Moriah via Stony Brook & Carter-Moriah | 1/28/23
I feel as though I rarely write a trail report out of order, but today I choose to start with brief conditions and three lessons we learned today should you only read this first paragraph.
Carry at least one role of tape per member of your party.
Kind people on the trail make a good day great.
Being prepared to stay the night makes 2 hours of darkness way more comforting.
CONDITIONS SUMMARY: The trail is not packed. Approximately nine people traveled on Saturday. I guess that it needs at least another handful of groups in snowshoes to make it micro spike appropriate. Bring snowshoes, tape, and light traction.
Julia and I left campus at 5 AM and made way for Gorham to pick up Stony Brook Trail to gain tracing miles for me and 22/48 for Julia. We had a mixed precipitation drive, almost completely in darkness, and got suited up at the trailhead with usual winter hiking gear (linked below). I started in my base layers, shell pants, shell jacket, thin gloves, and an insulated headband. Additionally, after a brief look at the trail, it seemed as though only one track of snowshoes had been up since the most recent snowfall, so we wore snowshoes out of the parking lot.
Crossing the bridge in snowshoes was awkward as we tried to fit the large feet down on such little steps, but as we moved through the forest, the movement became easier. I had never been so thankful for snowshoes! Within the first mile or so, we ran into a pair, and not long after, we ran into a problem. Between both of Julia's snowshoes, she is supposed to have 10 straps. 8 of them, however, snapped right off. For the continuation, I proceeded behind filling in any holes she made with my snow shoes. It wasn’t ideal, but it was enough to gain the ridge and reevaluate from there.
Aside from the complications, the trail was just lovely. The first two miles followed peaceful woods, gaining only a couple hundred (500-600) feet until a deeper puddle of a stream crossing, which is marked on Gaia with a little spout icon, and we started to gain. As we got higher up, nothing felt too technical and the elevation gain soon granted views to the Carter-Moriah ridges out to the left.
Once we got to the Carter-Moriah ridge, it became clear almost instantly that the drifts were to make things even harder on no snowshoes. Even before we got there, the post holes on the ridge were troubling. We moved slowly as Julia tried to figure out a way to minimize impact and soon, we found another group of two. In the most polite way possible, they inquired about the lack of snowshoes, for which we explained the breakage.
By reading the recent reports, it was BubblesTheHiker and a friend, so hello from the medical tape snowshoe crew! But more than that, they also expressed sympathy for how hard it would be going down, which I realized was to be a disaster. Being approached by people that left us feeling encouraged rather than bad about it, inspired us to attempt rehabilitation. Julia and I are both Wilderness First Responders who came equipped to treat injury, but we’d rather not use that on a messed up kneecap from a post-hole-momentum disaster.
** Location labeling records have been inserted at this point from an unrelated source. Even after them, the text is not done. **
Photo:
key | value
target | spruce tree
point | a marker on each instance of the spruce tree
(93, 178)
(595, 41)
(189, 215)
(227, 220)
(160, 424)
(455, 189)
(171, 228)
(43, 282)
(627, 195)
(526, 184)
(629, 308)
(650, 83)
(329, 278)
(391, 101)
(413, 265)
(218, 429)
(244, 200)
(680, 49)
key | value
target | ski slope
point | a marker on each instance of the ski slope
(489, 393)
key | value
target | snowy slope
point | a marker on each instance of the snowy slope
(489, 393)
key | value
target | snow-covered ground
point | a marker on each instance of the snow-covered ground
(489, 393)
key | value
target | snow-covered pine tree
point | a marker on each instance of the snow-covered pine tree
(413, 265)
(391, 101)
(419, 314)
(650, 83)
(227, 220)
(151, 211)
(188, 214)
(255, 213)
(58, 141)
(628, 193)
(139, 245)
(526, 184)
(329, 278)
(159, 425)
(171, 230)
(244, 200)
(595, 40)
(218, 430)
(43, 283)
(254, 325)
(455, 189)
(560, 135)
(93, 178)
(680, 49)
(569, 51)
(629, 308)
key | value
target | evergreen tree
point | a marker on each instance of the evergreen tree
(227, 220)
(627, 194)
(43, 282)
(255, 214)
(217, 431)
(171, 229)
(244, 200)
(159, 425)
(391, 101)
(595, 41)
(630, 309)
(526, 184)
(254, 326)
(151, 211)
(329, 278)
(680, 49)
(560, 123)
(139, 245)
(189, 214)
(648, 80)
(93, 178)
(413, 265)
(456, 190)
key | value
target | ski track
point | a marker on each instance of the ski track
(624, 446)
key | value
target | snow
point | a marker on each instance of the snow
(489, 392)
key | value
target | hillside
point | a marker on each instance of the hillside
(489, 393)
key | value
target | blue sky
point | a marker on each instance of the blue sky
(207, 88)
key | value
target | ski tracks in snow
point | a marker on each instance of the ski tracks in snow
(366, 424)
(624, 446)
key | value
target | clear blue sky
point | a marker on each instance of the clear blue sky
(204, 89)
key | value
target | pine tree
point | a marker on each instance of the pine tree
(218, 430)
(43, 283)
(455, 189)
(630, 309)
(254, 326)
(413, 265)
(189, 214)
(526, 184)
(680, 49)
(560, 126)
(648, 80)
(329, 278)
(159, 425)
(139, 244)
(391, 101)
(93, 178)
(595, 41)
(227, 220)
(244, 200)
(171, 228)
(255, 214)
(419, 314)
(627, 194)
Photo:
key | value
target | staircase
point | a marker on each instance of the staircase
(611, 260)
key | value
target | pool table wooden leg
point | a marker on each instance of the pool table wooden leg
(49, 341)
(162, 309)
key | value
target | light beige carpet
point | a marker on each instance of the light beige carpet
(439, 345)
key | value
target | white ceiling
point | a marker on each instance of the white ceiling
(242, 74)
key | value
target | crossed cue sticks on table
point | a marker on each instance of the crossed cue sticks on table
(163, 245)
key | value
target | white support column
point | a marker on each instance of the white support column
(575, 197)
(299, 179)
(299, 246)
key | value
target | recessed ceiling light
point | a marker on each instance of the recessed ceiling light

So, we used our resources.
The franken-snowshoes were no substitute for working snowshoes, but they fixed the impact problem and made her more stable. It took two full roles of medical tape to make them, and miraculously they lasted the rest of their need on the hike.
Shortly after the fix, we ran into a couple wearing spikes who thanked us for leading the way on snowshoes, which was ironic given the taping we just did. Nonetheless, we ended up summiting at about 3 PM, which was my turnaround time. We’d been slowed a lot given the technical issues, but it was a blessing to have been able to see evening light over the Baldface, Carter, and Northern Presidential ranges.
Intending to get back to the junction at 4:30, we exceeded expectations and traveled back in a good third of the time it took us to get out due to the snowshoe innovation. After a quick snack and headlamp locating, we moved swiftly down the steeper sections of Stony Brook, continuing to smooth out the trail, and put headlamps on the right as we got past the steepest aspect.
Once we got to the flats, it was pretty smooth going and I was surprised to find how pleasant hiking in the dark was in the winter. During the summer, I loathe hiking in the dark. But, with a combination of fresh batteries, reflective snow, a great partner, and an intelligent German Shepard, I didn’t mind the darkness.
We crossed the bridge cheering, and I yet again reminded Julia how metal she was for braving a fake snowshoe for the majority of the hike. Shortly after, Ryan swung by the trailhead to bring us takeout, which was much appreciated.
All in all, today was so unexpected but well worth it. Had the snowshoe situation gone as planned, we would’ve beat dark by many hours. But, hiking is all about adapting to adverse conditions for fun, isn’t it?